As Ip says, the main reason for weak investment and slow startup growth is the sluggish state of the economy. But that only explains the past few years, and these trends have been going on for decades.
I remain uncertain about why there are so many fewer startups than there were 30 or 40 years ago. Some of it may be simply less demand for mom-and-pop businesses like restaurants and dry cleaners as chains have gobbled up more and more market share. Some of it may be increased regulatory barriers of various kinds. Some of it may be that outside of glamorous places like Silicon Valley, where VC money reigns supreme, ordinary bank loans to start a small business are harder to come by. I’m just not sure. I’ve read a number of reports about this phenomenon, but they typically show little except the gross numbers. There’s simply not enough detail broken out to come to any firm conclusions.
Consolidation among big companies is a little easier to explain. There have always been incentives for big companies to merge, and those incentives are probably even stronger in an economy where competition is global. Still, in the past there was a strong pushback against that trend from antitrust authorities. That changed a few decades ago when Robert Bork convinced everyone that reduced competition per se wasn’t a problem. As long as a merger would benefit consumers, it should be allowed.
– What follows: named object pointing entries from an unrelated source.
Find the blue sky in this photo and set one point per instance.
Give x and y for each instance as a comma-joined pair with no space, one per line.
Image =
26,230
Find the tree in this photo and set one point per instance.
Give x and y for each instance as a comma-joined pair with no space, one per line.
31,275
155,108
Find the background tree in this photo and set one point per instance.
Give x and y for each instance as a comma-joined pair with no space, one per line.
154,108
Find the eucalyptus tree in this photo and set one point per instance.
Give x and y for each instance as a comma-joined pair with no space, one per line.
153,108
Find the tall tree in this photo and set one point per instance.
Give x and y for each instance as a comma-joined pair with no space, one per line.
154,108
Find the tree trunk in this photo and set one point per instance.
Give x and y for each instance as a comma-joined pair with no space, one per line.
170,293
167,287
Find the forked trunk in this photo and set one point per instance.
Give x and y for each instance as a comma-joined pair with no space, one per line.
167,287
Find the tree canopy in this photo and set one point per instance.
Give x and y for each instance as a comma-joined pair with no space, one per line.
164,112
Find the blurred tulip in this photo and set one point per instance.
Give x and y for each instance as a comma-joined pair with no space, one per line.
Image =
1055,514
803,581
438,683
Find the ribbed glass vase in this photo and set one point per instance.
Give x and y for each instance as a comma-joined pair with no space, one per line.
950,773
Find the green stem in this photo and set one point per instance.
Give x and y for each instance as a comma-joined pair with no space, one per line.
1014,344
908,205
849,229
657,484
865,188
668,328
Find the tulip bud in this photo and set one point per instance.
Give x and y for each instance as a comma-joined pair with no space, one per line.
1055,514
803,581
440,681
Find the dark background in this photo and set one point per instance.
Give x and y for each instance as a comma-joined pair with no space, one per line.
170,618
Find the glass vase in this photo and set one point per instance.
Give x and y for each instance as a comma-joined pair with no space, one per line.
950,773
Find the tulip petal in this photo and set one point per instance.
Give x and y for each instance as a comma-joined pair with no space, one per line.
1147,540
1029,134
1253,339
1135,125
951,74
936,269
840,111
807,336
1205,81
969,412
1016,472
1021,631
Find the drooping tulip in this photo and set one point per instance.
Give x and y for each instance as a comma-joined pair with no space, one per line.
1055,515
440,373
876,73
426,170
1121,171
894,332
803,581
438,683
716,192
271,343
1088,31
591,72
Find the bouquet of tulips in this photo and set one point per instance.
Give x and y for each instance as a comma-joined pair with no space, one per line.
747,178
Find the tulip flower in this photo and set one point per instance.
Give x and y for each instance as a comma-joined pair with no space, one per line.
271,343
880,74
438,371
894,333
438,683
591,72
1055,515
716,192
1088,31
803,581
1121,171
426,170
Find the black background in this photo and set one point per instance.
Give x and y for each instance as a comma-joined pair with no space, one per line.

That’s a seductive argument, but I suspect it’s lethal in the long run. If you look at the history of innovation over the past couple of centuries, there’s little question that fear of competition—from both startups and from mature competitors—has been a key ingredient. If you let competition degrade, even with the best of intentions, you’re going to pay for it eventually—and “eventually” may come sooner than you think. In fact, those chickens are already coming home to roost, and things are only going to get worse if we don’t (a) start getting serious again about antitrust and (b) figure out why startup activity has declined. A dynamic economy needs both.